I am asked to find $\frac{d^2y}{dx^2}$, and prove that $\frac{d^2x^2+y^2=a^2}{dx^2}$=$-\frac{a^2}{y^3}$,
This is how I have proceeded:
$2 y \frac{dy}{dx}+2 x=2 a \frac{da}{dx}$ => $\frac{dy}{dx}\to \frac{a \frac{da}{dx}-x}{y}$
$\frac{d^2\left(x^2+y^2=a^2\right)}{dx^2}$= $2 y \frac{d^2y}{dx^2}+2 \left(\frac{dy}{dx}\right)^2+2=2 a \frac{d^2a}{dx^2}+2 \left(\frac{da}{dx}\right)^2$
$\left\{\left\{\frac{d^2y}{dx^2}\to \frac{a \frac{d^2a}{dx^2}+\left(\frac{da}{dx}\right)^2-\left(\frac{dy}{dx}\right)^2-1}{y}\right\}\right\}$
$\left\{\left\{\frac{d^2y}{dx^2}\to \frac{a \frac{d^2a}{dx^2}-\frac{\left(a \frac{da}{dx}-x\right)^2}{y^2}+\left(\frac{da}{dx}\right)^2-1}{y}\right\}\right\}$
Factoring out
$\frac{1}{y}$
Know this is how fare I get:
$\frac{d^2y}{dx^2}\to \frac{-a^2 \left(\frac{da}{dx}\right)^2+a y^2 \frac{d^2a}{dx^2}+y^2 \left(\frac{da}{dx}\right)^2+2 a x \frac{da}{dx}-x^2-y^2}{y^3}$
I see that $-x^2-y^2=-a^2$, but I am not sure how this would help me? Could someone please solve this step by step so that I am able to see how to do this?

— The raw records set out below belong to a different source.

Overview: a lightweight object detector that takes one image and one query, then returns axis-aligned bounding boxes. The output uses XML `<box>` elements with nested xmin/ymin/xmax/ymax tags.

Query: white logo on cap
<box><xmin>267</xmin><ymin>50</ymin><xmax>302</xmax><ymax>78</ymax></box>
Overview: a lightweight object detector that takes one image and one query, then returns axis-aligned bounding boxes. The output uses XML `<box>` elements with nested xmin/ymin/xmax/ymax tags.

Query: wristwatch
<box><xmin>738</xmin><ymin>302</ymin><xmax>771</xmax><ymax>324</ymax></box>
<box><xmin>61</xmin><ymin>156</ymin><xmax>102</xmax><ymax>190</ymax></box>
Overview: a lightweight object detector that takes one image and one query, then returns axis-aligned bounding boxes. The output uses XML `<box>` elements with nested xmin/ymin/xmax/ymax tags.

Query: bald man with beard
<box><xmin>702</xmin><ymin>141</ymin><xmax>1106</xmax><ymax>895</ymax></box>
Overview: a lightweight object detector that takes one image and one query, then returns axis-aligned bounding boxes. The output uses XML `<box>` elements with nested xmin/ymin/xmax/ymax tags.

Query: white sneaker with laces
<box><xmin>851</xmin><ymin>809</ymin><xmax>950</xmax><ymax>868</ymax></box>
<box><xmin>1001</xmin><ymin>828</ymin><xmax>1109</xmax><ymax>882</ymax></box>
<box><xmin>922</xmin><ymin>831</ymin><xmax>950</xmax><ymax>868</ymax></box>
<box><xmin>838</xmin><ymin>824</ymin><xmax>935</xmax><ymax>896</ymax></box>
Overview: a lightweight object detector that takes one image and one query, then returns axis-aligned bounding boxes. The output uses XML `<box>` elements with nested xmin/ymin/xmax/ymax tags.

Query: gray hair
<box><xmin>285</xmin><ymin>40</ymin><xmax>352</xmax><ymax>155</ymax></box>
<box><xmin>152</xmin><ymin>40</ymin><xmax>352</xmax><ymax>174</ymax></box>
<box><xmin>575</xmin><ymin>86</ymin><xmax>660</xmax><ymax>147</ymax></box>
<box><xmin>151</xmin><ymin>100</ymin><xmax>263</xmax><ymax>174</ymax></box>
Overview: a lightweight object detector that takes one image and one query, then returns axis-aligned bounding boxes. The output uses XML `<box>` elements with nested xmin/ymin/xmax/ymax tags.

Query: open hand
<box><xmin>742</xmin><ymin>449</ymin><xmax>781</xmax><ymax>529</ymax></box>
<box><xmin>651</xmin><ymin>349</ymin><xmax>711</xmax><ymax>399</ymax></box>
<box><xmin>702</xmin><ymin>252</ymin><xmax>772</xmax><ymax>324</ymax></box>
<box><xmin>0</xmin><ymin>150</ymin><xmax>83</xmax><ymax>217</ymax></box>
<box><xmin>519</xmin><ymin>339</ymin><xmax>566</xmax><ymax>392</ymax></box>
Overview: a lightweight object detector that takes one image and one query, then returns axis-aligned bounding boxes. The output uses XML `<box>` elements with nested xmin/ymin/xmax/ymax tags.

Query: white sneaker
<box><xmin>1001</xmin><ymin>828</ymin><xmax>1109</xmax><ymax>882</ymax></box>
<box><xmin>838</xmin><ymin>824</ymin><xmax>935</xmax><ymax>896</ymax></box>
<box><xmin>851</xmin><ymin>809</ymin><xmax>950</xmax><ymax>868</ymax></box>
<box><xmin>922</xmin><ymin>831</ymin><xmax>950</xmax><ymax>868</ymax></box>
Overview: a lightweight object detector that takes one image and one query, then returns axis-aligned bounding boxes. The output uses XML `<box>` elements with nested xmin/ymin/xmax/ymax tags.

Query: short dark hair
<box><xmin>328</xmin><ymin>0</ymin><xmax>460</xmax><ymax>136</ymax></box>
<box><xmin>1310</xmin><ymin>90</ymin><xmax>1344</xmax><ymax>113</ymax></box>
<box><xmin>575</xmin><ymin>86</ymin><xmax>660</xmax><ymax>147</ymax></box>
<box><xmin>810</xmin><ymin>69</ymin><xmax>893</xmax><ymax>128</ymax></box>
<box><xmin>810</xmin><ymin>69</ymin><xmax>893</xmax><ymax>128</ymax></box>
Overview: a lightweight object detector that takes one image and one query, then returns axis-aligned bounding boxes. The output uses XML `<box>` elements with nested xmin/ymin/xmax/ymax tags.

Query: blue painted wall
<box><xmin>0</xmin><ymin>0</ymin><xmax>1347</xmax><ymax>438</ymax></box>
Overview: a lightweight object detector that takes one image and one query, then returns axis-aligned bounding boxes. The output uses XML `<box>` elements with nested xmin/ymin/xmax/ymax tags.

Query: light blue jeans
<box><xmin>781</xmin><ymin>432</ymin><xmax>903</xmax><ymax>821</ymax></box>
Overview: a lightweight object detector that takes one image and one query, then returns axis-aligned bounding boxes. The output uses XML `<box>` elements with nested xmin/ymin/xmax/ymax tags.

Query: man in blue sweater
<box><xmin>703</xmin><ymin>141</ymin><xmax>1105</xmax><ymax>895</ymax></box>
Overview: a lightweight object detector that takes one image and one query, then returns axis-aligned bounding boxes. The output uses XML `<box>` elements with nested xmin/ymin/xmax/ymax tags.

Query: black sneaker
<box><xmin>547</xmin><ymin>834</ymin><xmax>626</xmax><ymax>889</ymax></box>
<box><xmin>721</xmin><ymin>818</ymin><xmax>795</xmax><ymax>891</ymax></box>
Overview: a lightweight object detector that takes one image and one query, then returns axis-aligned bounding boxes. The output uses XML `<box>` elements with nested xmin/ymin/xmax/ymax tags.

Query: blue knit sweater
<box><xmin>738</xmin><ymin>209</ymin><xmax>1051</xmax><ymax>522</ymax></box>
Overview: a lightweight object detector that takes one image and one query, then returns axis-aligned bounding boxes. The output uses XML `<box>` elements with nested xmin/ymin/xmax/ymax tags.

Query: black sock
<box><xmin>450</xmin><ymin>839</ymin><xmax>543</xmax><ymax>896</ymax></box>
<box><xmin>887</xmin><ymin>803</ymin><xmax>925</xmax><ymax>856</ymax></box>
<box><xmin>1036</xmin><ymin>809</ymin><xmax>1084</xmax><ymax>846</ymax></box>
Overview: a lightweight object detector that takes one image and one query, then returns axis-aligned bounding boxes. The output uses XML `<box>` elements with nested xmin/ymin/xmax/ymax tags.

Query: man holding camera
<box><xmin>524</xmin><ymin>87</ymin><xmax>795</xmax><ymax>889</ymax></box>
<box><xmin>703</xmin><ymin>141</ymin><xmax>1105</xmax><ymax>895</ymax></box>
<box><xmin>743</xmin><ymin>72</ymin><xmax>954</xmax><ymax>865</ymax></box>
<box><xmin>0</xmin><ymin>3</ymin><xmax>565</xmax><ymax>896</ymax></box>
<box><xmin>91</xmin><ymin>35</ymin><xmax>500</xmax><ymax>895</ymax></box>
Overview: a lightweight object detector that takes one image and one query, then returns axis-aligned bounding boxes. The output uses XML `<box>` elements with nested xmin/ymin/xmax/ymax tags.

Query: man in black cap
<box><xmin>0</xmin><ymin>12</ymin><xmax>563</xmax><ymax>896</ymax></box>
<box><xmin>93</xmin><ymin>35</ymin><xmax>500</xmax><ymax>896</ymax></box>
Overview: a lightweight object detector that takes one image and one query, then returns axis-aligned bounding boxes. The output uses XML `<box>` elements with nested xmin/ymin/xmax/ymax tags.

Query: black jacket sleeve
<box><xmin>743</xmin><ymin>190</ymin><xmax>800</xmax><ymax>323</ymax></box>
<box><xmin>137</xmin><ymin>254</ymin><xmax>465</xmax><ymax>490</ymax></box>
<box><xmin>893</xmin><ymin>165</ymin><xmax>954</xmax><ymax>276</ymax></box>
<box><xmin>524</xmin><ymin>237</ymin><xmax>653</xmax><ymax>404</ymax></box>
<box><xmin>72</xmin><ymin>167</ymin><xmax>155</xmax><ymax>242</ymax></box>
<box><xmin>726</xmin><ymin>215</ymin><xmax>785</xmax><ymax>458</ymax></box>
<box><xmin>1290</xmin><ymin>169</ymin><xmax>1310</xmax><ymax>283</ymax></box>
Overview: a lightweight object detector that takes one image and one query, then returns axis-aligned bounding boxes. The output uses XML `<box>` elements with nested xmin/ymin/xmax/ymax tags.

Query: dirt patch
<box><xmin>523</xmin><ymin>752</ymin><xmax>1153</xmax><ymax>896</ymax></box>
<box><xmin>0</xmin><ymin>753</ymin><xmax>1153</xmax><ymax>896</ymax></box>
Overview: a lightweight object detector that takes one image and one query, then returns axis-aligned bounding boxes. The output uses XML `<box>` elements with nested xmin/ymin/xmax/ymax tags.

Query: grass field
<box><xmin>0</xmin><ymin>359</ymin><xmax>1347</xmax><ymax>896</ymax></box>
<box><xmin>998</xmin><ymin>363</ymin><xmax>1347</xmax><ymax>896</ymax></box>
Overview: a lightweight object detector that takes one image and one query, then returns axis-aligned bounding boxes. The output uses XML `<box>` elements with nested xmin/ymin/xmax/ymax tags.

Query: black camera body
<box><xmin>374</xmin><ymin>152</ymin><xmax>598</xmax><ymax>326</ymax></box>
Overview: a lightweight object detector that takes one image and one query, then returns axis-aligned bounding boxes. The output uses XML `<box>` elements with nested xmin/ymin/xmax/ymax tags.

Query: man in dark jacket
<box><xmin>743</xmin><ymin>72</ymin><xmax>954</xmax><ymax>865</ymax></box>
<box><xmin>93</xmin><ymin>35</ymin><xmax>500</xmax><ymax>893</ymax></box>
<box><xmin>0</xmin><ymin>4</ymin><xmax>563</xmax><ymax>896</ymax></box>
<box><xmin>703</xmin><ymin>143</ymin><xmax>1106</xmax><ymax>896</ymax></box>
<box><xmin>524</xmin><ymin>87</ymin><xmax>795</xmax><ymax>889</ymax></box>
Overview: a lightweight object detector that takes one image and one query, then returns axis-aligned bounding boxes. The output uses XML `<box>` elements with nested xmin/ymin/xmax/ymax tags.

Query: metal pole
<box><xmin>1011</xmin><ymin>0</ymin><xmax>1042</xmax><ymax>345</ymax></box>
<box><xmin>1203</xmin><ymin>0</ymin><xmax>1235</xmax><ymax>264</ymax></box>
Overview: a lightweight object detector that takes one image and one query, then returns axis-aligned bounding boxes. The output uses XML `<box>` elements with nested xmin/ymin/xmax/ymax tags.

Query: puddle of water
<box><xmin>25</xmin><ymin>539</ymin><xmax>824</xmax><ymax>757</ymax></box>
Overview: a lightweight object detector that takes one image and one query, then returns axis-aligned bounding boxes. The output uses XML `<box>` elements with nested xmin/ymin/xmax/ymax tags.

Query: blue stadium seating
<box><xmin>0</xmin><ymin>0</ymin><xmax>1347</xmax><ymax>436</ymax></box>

If $F(x,y)=0$ defines $y$ as a function of $x$ then we know that $$y'=\frac{-F_x}{F_y}$$ Here, we have $x^2+y^2=a^2$ so we can assume that $F(x,y)=x^2+y^2-a^2=0$ and so $$F_x=2x,~~F_y=2y$$ and so $y'=\frac{-x}{y}$. Therefore we get $y'y+x=0$. Take another differentiation from both sides with respect to $x$ we get, $(y')'y+y'(y)'+1=0$ which is equal to $$y''y+y'^2+1=0$$ so $$y''=\frac{-1-y'^2}{y}=\frac{-1-(x^2/y^2)}{y}=\frac{-a^2}{y^3}$$